2n5r6rur8a-algo-1-33bni | WARNING: Running pip as the 'root' user can result in broken permissions and conflicting behaviour with the system package manager. It is recommended to use a virtual environment instead: https://pip.pypa.io/warnings/venv
2n5r6rur8a-algo-1-33bni | ['torchserve', '--start', '--model-store', '/.sagemaker/ts/models', '--ts-config', '/etc/sagemaker-ts.properties', '--log-config', '/sagemaker-pytorch-inference-toolkit/src/sagemaker_pytorch_serving_container/etc/log4j.properties', '--models', 'model.mar']

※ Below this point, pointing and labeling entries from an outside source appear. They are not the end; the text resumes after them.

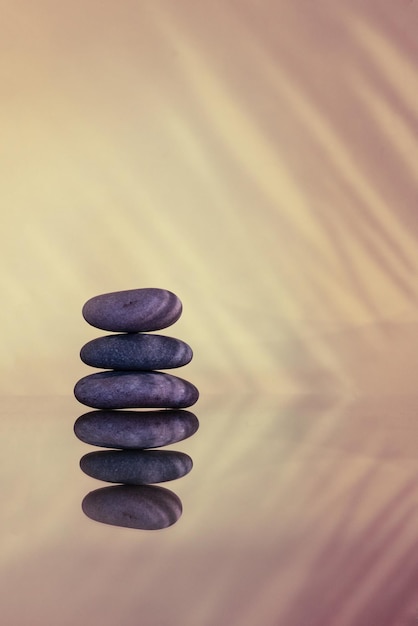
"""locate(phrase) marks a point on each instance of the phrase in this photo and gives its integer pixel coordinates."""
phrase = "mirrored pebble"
(133, 310)
(136, 351)
(135, 429)
(136, 467)
(144, 507)
(120, 390)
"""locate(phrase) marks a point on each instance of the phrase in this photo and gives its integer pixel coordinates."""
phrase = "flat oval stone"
(133, 310)
(135, 429)
(120, 390)
(136, 467)
(144, 507)
(136, 351)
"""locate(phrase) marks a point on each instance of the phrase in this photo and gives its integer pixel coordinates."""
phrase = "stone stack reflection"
(130, 380)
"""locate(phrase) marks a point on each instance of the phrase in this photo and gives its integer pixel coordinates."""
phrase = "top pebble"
(133, 310)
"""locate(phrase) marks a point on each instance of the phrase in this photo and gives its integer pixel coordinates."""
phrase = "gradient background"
(259, 159)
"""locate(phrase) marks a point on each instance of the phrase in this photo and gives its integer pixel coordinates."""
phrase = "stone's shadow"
(143, 507)
(136, 502)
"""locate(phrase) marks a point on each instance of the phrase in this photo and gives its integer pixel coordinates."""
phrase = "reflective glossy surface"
(299, 510)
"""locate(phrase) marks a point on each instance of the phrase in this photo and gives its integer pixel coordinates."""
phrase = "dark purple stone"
(145, 507)
(136, 467)
(120, 390)
(135, 429)
(136, 351)
(133, 310)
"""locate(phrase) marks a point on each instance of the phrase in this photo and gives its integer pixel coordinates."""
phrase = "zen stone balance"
(130, 360)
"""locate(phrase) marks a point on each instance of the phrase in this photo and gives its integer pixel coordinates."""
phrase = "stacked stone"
(132, 359)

2n5r6rur8a-algo-1-33bni | 2021-09-27 19:06:42,737 [INFO ] main org.pytorch.serve.servingsdk.impl.PluginsManager - Initializing plugins manager...
2n5r6rur8a-algo-1-33bni | 2021-09-27 19:06:42,927 [INFO ] main org.pytorch.serve.ModelServer - 
2n5r6rur8a-algo-1-33bni | Torchserve version: 0.4.2
2n5r6rur8a-algo-1-33bni | TS Home: /usr/local/lib/python3.6/dist-packages
2n5r6rur8a-algo-1-33bni | Current directory: /
2n5r6rur8a-algo-1-33bni | Temp directory: /tmp
2n5r6rur8a-algo-1-33bni | Number of GPUs: 0
2n5r6rur8a-algo-1-33bni | Number of CPUs: 32
2n5r6rur8a-algo-1-33bni | Max heap size: 30688 M
2n5r6rur8a-algo-1-33bni | Python executable: /usr/bin/python3
2n5r6rur8a-algo-1-33bni | Config file: /etc/sagemaker-ts.properties
2n5r6rur8a-algo-1-33bni | Inference address: http://0.0.0.0:8080
2n5r6rur8a-algo-1-33bni | Management address: http://0.0.0.0:8080
2n5r6rur8a-algo-1-33bni | Metrics address: http://127.0.0.1:8082
2n5r6rur8a-algo-1-33bni | Model Store: /.sagemaker/ts/models
2n5r6rur8a-algo-1-33bni | Initial Models: model.mar
2n5r6rur8a-algo-1-33bni | Log dir: /logs
2n5r6rur8a-algo-1-33bni | Metrics dir: /logs
2n5r6rur8a-algo-1-33bni | Netty threads: 0
2n5r6rur8a-algo-1-33bni | Netty client threads: 0
2n5r6rur8a-algo-1-33bni | Default workers per model: 32
2n5r6rur8a-algo-1-33bni | Blacklist Regex: N/A
2n5r6rur8a-algo-1-33bni | Maximum Response Size: 6553500
2n5r6rur8a-algo-1-33bni | Maximum Request Size: 6553500
2n5r6rur8a-algo-1-33bni | Prefer direct buffer: false
2n5r6rur8a-algo-1-33bni | Allowed Urls: [file://.*|http(s)?://.*]
2n5r6rur8a-algo-1-33bni | Custom python dependency for model allowed: false
2n5r6rur8a-algo-1-33bni | Metrics report format: prometheus
2n5r6rur8a-algo-1-33bni | Enable metrics API: true
2n5r6rur8a-algo-1-33bni | Workflow Store: /.sagemaker/ts/models
2n5r6rur8a-algo-1-33bni | Model config: {"model": {"1.0": {"defaultVersion": true, "marName": "model.mar", "minWorkers": 1, "maxWorkers": 4, "batchSize": 3, "maxBatchDelay": 100000, "responseTimeout": 120}}}

By submitting this pull request, I confirm that you can use, modify, copy, and redistribute this contribution, under the terms of your choice.